Premier pour l’équilibre vie pro / vie perso : aucun
Si vous êtes auditeur ou consultant dans un Big Four, vous travaillerez probablement moins qu’en banque d’affaires. Mais vous allez tout de même travailler dur. Les quatre cabinets sont régulièrement fustigés par leurs employés pour le rythme de travail et les nombreux déplacements, peu compatibles avec une vie de famille. « Stress », « sacrifices », « pression »… sont des mots qui reviennent à la bouche des employés qui témoignent sur des sites Glassdoor ou Vault. Cette contrainte d’investissement personnel est propre à ces métiers chronophages que sont le conseil ou l’audit. Pour mieux concilier sa vie pro et perso, vous pouvez toujours écouter les astuces des banquiers qui connaissent très bien cette problématique.
Premier pour la rémunération : Quid !
Le salaire d’entrée se situe partout dans la même fourchette, c’est-à-dire quelque part entre 33k à 44k€ selon le profil académique, les stages, et le métier. En avançant dans la carrière, il est bien plus difficile d’établir un classement fiable, les rémunérations étant certainement assez semblables à métier et expérience équivalente.

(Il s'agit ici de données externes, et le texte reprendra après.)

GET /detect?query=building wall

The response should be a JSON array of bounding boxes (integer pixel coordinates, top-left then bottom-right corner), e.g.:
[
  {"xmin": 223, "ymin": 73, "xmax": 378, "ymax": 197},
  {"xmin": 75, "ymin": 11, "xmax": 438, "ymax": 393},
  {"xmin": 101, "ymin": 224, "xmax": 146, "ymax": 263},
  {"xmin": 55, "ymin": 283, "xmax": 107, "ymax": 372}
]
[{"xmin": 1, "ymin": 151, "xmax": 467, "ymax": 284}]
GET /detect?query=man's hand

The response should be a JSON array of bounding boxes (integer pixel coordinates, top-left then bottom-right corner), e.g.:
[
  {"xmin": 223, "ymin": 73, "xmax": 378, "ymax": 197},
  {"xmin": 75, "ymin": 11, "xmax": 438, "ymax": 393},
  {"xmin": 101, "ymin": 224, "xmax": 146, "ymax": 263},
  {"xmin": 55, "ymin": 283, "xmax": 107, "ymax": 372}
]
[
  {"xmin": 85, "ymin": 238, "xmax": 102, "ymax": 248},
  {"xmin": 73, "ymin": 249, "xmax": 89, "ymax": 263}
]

Emolument.com, le site spécialiste des rémunérations en Finance / Conseil, s’y est pourtant essayé, plaçant Deloitte en tête des big four les plus généreux en France. Ces données sont sujettes à controverse. « Bien trop surévaluées ! », nous a assuré Jean-Marc Mickeler chez Deloitte qui donne les fourchettes suivantes, tous métiers confondus : 35 à 50 k€ entre 0 et 5 ans d’expérience ; 50 à 70 k€ pour 5 à 10 ans d’expérience ; et 80 à 150k€ pour 10 ans d’expérience et plus (hors associés).
Pour sa défense, Emolument précise que ses données sont exclusivement issues de salariés parisiens diplômés du top 5 des écoles de commerce françaises (HEC, ESSEC, ESCP…) travaillant sur les fonctions centrales – Audit et Conseil, mieux rémunérées que les fonctions dites « annexes ».
De son côté, EY nous a indiqué des rémunérations de 58-65k€ à 5 ans d’expérience et 80-90 k€ à 10 ans d’expérience. Les données d’Emolument pour Londres (dont l’échantillon est beaucoup plus large qu’à Paris) place EY en tête pour ceux qui font toute leur carrière dans le secteur, et PWC en queue de peloton.